By therapeutic area, the hematologic disorders segment is expected to grow at the fastest CAGR in the market during the forecast period. Hematologic disorders, such as hemophilia A and B, are major health concerns. The global prevalence of hemophilia A is estimated to be 6.6-12.8 per 100,000, and that of hemophilia B is 1.2-2.7 per 100,000. From 2022-2024, 3 AAV gene therapy has been approved by the U.S. Food and Drug Administration (FDA) for treating hemophilia. AAV vector inserts a functional copy of the missing clotting factor genes into patients’ hepatocytes.

How the AAV9 Segment Dominated the AAV Gene Therapy Market?
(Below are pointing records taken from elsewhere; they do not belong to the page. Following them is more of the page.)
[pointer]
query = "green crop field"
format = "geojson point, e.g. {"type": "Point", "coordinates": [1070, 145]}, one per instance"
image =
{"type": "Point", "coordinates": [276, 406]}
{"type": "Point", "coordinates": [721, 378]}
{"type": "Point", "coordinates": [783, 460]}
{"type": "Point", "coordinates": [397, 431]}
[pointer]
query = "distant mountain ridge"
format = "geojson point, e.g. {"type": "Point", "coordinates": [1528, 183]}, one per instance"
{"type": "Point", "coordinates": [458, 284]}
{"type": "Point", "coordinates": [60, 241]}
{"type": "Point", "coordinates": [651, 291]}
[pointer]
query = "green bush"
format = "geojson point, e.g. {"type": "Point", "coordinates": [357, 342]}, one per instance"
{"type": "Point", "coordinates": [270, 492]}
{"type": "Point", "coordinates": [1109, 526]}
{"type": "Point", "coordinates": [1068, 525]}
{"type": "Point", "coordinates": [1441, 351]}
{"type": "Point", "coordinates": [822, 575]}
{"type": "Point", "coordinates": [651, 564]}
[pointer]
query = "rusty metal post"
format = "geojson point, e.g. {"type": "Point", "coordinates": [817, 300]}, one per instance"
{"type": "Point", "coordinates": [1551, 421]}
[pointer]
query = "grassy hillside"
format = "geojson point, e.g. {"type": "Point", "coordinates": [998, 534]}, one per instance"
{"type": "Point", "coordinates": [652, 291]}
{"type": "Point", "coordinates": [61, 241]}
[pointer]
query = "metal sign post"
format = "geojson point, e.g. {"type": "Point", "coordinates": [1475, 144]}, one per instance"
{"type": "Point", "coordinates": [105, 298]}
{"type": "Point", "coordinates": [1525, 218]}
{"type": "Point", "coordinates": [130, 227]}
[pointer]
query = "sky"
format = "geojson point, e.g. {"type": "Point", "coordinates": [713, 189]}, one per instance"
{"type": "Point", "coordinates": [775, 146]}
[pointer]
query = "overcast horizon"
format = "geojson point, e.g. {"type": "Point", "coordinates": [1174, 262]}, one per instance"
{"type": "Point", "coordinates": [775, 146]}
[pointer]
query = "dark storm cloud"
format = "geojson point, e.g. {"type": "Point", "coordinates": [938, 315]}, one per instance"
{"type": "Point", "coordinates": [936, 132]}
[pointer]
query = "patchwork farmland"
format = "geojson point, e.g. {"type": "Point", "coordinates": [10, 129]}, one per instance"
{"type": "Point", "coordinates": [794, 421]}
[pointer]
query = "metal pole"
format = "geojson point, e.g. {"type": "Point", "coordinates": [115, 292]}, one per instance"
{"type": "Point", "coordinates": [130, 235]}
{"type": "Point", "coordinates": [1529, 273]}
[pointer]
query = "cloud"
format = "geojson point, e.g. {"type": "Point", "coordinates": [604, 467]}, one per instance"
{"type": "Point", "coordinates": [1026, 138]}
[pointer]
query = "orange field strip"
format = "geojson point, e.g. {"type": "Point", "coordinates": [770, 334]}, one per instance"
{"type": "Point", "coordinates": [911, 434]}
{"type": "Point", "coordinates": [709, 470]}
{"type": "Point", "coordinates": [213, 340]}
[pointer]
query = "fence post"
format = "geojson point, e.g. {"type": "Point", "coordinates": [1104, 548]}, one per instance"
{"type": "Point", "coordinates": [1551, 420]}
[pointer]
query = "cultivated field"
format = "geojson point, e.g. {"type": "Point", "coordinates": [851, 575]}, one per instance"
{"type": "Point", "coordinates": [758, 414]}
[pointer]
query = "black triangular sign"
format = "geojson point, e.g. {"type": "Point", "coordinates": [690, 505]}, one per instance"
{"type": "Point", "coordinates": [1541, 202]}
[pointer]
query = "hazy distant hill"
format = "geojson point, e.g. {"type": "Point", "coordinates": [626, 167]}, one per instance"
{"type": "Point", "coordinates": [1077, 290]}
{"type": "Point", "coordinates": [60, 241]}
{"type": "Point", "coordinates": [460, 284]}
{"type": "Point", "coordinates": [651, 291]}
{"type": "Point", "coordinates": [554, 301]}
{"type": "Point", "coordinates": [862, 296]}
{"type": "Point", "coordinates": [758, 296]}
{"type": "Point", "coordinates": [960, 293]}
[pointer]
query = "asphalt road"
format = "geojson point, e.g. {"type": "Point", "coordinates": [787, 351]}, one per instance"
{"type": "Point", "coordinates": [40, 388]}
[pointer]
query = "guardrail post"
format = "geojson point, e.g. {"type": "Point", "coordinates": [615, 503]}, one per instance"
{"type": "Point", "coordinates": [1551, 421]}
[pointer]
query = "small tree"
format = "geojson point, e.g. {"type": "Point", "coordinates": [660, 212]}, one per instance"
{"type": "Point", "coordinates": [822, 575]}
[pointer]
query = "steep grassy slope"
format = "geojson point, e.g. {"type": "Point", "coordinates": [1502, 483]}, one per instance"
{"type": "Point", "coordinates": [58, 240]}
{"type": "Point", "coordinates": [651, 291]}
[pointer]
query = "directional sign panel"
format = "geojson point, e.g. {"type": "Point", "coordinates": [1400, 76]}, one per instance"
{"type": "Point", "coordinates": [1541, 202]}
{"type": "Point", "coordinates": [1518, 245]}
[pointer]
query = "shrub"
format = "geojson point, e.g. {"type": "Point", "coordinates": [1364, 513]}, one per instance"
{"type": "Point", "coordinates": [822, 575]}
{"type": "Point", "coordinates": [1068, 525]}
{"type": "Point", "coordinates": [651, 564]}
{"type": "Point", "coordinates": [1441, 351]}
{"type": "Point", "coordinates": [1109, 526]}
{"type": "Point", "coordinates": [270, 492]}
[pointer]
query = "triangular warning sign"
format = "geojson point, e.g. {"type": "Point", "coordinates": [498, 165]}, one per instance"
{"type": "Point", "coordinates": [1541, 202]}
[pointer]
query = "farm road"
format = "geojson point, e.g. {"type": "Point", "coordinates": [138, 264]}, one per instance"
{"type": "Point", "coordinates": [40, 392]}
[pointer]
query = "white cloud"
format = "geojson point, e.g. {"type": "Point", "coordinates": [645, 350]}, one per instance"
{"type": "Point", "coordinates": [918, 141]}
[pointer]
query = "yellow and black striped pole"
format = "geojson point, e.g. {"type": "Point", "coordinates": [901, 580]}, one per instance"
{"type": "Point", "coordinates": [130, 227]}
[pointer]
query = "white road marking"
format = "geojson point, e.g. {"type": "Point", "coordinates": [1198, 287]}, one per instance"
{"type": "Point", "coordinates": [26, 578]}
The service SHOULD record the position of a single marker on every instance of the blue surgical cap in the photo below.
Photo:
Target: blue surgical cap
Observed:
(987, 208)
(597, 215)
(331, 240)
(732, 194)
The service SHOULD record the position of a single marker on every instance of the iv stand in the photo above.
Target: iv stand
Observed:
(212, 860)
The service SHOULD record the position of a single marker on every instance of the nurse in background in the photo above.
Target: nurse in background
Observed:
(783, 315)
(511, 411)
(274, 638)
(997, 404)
By vector serotype, the AAV9 segment led the global market in 2024. The segment dominated because AAV9 has a rapid onset, better viral genome distribution, and the highest protein levels. It is mostly used for CNS and systemic delivery due to its ability to efficiently cross the blood-brain barrier (BBB) and distribute the transgene into the CNS. However, it is also used for other disorders, including cardiovascular and skeletal muscle disorders. It is proven to be more efficient than AAV1 and AAV8 for murine, NHP, and porcine cardiac muscle transduction.

By vector serotype, the engineered/hybrid capsids segment is expected to grow with the highest CAGR in the market during the studied years. The demand for engineered/hybrid capsids is increasing as they can be modified for various purposes. Capsid engineering is a primary strategy for developing recombinant AAV tailored for different clinical applications. Technological advancements, such as AI and ML, can automate capsid engineering, assisting researchers in designing capsids.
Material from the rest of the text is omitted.